When the husband discovered what Holly Broome had done, he sued her, his wife, his wife’s attorney, and the private investigator, alleging, in part, violations of Section 2701 of the Stored Communications Act.

The trial court granted summary judgement to the defendants, but the appeals court reversed and remanded, in part, agreeing with the husband’s argument that the case against Broome should be allowed to go to trial. The court affirmed the lower court’s ruling dismissing the claims against the wife and others, however.  But in October 2012, the Supreme Court of South Carolina reversed the appellate court’s ruling as to whether Broome’s actions might constitute a violation of the SCA. The court held that the e-mails were not “in electronic storage,” and that the prong about “for backup protection” had not been met:

After opening them, Jennings left the single copies of his e-mails on the Yahoo! server and apparently did not download them or save another copy of them in any other location. We decline to hold that retaining an opened e-mail constitutes storing it for backup protection under the Act. The ordinary meaning of the word “backup” is “one that serves as a substitute or support.” Merriam-Webster Dictionary, http://www.merriamwebster.com/dictionary/backup. Thus, Congress’s use of “backup” necessarily presupposes the existence of another copy to which this e-mail would serve as a substitute or support. We see no reason to deviate from the plain, everyday meaning of the word “backup,” and conclude that as the single copy of the communication, Jennings’ e-mails could not have been stored for backup protection.
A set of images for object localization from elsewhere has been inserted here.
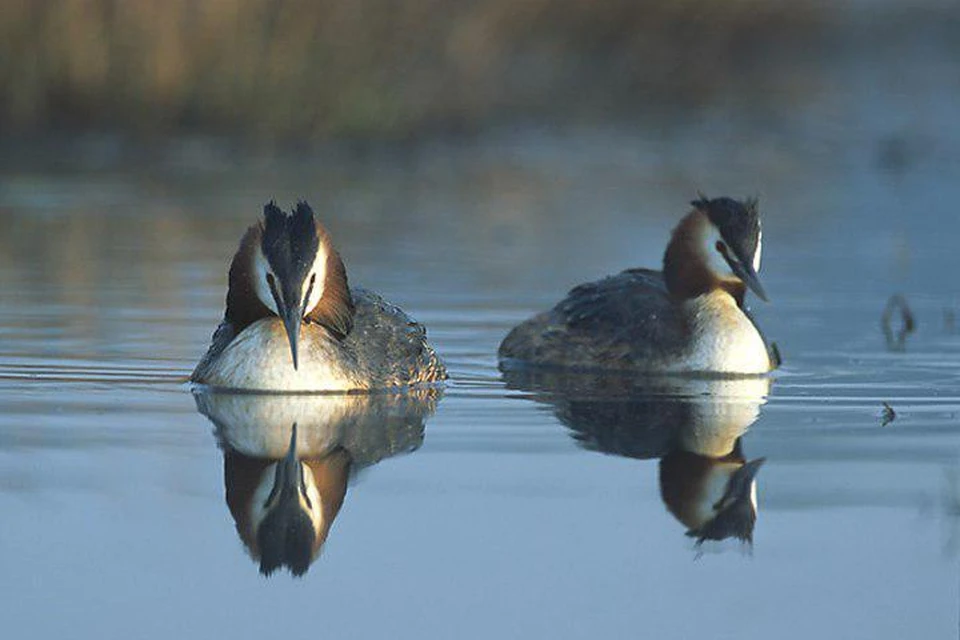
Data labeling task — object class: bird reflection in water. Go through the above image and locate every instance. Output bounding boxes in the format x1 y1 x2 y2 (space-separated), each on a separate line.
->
503 370 770 551
193 389 440 576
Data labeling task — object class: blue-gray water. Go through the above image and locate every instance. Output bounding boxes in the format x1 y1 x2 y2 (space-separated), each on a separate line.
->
2 42 960 639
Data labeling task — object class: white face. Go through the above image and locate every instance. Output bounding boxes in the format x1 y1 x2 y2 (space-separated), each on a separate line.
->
702 225 738 280
701 223 761 280
249 462 325 534
252 244 328 316
692 462 742 525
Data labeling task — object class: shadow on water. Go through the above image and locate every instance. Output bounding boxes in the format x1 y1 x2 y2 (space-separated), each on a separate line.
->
502 370 770 551
193 388 441 577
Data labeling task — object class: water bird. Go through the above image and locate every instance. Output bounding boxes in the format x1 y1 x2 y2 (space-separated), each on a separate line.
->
660 448 765 548
196 388 438 576
502 371 770 549
240 424 346 577
498 196 777 375
191 201 446 391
Accordingly, we find these e-mails were not in electronic storage. We emphasize that although we reject the contention that Broome’s actions give rise to a claim under the SCA, this should in no way be read as condoning her behavior. Instead, we only hold that she is not liable under the SCA because the e-mails in question do not meet the definition of “electronic storage” under the Act.

As Cyrus Farivar reported at the time:

In a case decided on Wednesday, the South Carolina Supreme Court ruled that accessing someone’s online e-mail without their permission doesn’t violate the 1986-era Stored Communications Act (SCA). Though they differed in their reasoning, the justices were unanimous in ruling that e-mail stored in the cloud (like Gmail or Yahoo Mail) does not meet the definition of electronic storage as written in the statute.

This new decision creates a split with existing case law (Theofel v. Farey-Jones) as decided in a 2004 case decided by the Ninth Circuit Court of Appeals. That decision found that an e-mail message that was received, read, and left on a server (rather than being deleted) did constitute storage “for purposes of backup protection,” and therefore was also defined as being kept in “electronic storage.”

Legal scholars point to this judicial split as yet another reason why the Supreme Court (and/or Congress) should take up the issue of the Stored Communications Act.

Now SCOTUS has been given an opportunity to do so. Lee Jennings filed  Petition for a writ of certiorari on Monday.

On the one hand, I hope SCOTUS grants cert. But by the same token, I think this case reinforces the need for Congress to update ECPA and strengthen the protections.

So will SCOTUS do what Congress has failed to do – recognize that people’s lives reside on e-mail servers in the cloud and that the public wants our e-mails treated with the highest privacy protections? Or will they agree with South Carolina and hold that leaving e-mails on Gmail or Yahoo without downloading it means that it is not in storage for backup protection under the SCA?  Or will they deny cert and leave us with conflicting opinions across circuits?